Esperando uma bateria descarregada, levantei os olhos e vi que a lente estava coberta por uma mão saindo da manga de um uniforme grosseiro e sem graça, ainda tão popular entre as forças policiais do Leste Europeu.

“Zapreshyono!”, Disse o miliciano na lingua franca da autoridade soviética - agora russa -: Proibida.

Ele era jovem, magro e pequeno, e, embora o fuzil pendurado no pescoço parecesse ameaçador, ele não era dotado da falta de humor inata que caracteriza a maioria dos russos uniformizados. Ele franziu a testa e esticou o peito, mas enquanto falava, os cantos da boca se levantaram um pouco.

Detalhe de Taganskaya
Detalhe de Taganskaya

"Você é um espião?" Ele perguntou.

"Sim, um espião polonês", respondi, mas ele percebeu que eu estava brincando.

"Você é terrorista?"

"Pior", eu disse, "sou uma escritora americana".

"Bem, você não pode tirar fotos." Ele balançou sobre os calcanhares e assentiu com ênfase.

"Por quê?", Perguntei.

"Porque é proibido."

Estávamos na estação Marksistskaya, no que poderia ser descrito como Moscou suburbano. Marksistskaya está longe da autoridade do Kremlin, dos turistas da Praça Vermelha e do glamour dos novos e atraentes shoppings da capital; está longe do corpo diplomático, longe das estações de trem e hotéis chiques, e longe das riquezas do Banco Estatal Russo. Com exceção do pastiche de pedra que eu estava tentando fotografar, Marksistskaya não é digno de nota. É Mayberry, e eu estava conversando com o Slavic Barney Fife.
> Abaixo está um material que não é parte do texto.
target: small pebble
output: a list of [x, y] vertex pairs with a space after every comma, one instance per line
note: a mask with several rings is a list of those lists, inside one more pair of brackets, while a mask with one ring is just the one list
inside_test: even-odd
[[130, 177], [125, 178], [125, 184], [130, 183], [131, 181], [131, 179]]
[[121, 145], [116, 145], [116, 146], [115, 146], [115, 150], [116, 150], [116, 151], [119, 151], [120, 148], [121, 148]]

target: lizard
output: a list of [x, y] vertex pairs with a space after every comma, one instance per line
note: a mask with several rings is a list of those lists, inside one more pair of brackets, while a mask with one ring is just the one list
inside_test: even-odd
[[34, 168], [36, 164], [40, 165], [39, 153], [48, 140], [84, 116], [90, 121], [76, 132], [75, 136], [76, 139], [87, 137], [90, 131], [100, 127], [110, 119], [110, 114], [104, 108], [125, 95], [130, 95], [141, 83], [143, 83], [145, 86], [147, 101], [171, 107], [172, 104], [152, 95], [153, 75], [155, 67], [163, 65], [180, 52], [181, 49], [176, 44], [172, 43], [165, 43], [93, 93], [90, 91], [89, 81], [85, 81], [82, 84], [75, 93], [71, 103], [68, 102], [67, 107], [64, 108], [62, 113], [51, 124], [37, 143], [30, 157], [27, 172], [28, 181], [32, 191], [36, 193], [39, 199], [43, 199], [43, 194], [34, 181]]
"Mas é arte!" Eu protestei, gesticulando para a marca soviética por cima do ombro.

Ele se virou, olhou e disse: "Oh!", Como se nunca tivesse visto antes (é perfeitamente possível que não tivesse visto). "Tire uma foto sua então", disse ele e retomou sua patrulha.

* * *

Se os criadores da Ferrovia Metropolitana Metropolitana de Moscou, o Metrô, estivessem procurando apenas um transporte eficiente, o transporte terrestre teria sido a maneira mais barata e fácil de percorrer as estradas quase vazias da Moscou dos anos 30. Mas as necessidades do Estado se estendiam além do mero movimento de seus cidadãos; a profundidade sem precedentes (a seção mais profunda sendo 276 pés / 84 m) das estações de metrô forneceria abrigos antiaéreos em tempos de guerra, e a pura opulência dos vitrais, capitéis dourados, mosaicos e murais de cerâmica constituiria uma formidável ferramenta de propaganda.
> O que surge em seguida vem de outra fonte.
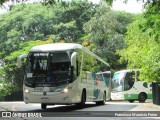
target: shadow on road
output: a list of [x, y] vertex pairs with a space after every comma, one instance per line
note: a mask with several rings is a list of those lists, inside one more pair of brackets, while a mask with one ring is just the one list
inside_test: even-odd
[[37, 109], [31, 110], [30, 112], [72, 112], [72, 111], [130, 111], [137, 105], [130, 104], [106, 104], [106, 105], [96, 105], [96, 104], [85, 104], [85, 106], [80, 109], [76, 105], [66, 105], [66, 106], [53, 106], [45, 110]]

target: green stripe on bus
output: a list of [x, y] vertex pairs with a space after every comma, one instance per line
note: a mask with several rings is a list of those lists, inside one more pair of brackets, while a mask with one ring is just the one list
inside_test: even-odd
[[138, 99], [138, 94], [124, 94], [125, 100], [135, 100]]
[[[124, 94], [125, 100], [137, 100], [138, 94]], [[147, 99], [152, 99], [152, 94], [147, 94]]]

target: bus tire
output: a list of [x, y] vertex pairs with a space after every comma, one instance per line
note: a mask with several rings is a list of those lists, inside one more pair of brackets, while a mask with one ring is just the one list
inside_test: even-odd
[[47, 105], [42, 103], [42, 104], [41, 104], [41, 109], [44, 109], [44, 110], [45, 110], [46, 108], [47, 108]]
[[134, 102], [134, 100], [128, 100], [130, 103], [133, 103]]
[[106, 103], [106, 92], [103, 93], [103, 100], [97, 101], [96, 105], [105, 105], [105, 103]]
[[81, 102], [77, 103], [76, 106], [78, 108], [83, 108], [85, 106], [85, 102], [86, 102], [86, 92], [85, 90], [83, 90], [82, 95], [81, 95]]
[[146, 101], [146, 99], [147, 99], [146, 93], [140, 93], [140, 94], [138, 95], [138, 101], [139, 101], [140, 103], [144, 103], [144, 102]]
Pelo menos, há quase 80 anos, quando os primeiros trens chegaram. O número daqueles que se lembram de uma época em que não havia metrô diminuiu para quase nada; as gerações subseqüentes aprenderam a dar como certo esse meio de vida estável e confiável na capital russa. Essa mudança de atitudes não é digna de nota. O que é fascinante é a proximidade com o metrô da vida na capital russa; isso é transporte público como metáfora.
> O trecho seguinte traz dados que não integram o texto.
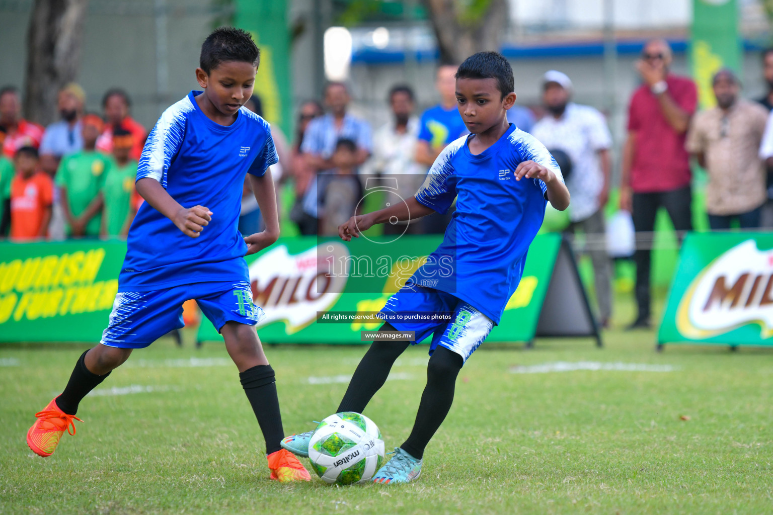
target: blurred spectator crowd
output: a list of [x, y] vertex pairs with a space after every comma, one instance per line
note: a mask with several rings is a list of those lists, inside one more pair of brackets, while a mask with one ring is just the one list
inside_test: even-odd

A criação do metrô contribui para uma ótima história. Foi um esforço de suprema dificuldade, sacrifício e, acima de tudo, despesa. Somente em 1934, 350 milhões de rublos foram gastos no metrô. Por uma perspectiva, apenas 300 milhões de rublos foram gastos em bens de consumo para toda a União Soviética durante o primeiro plano quinquenal. Foi uma peça de teatro com o que estava acontecendo nos 11 fusos horários do país. Super projetos como a cidade siderúrgica de Magnitogorsk, a fazenda coletiva Giant e o Metropolitan de Moscou foram nada menos que feitos de otimismo realizados pela maior geração da União Soviética. John Scott, um americano que relatou a construção de Magnitogorsk, lembrou a esperança e o otimismo como virtudes comuns entre os homens que trabalham em circunstâncias perigosas para construir a cidade. E esses eram principalmente prisioneiros.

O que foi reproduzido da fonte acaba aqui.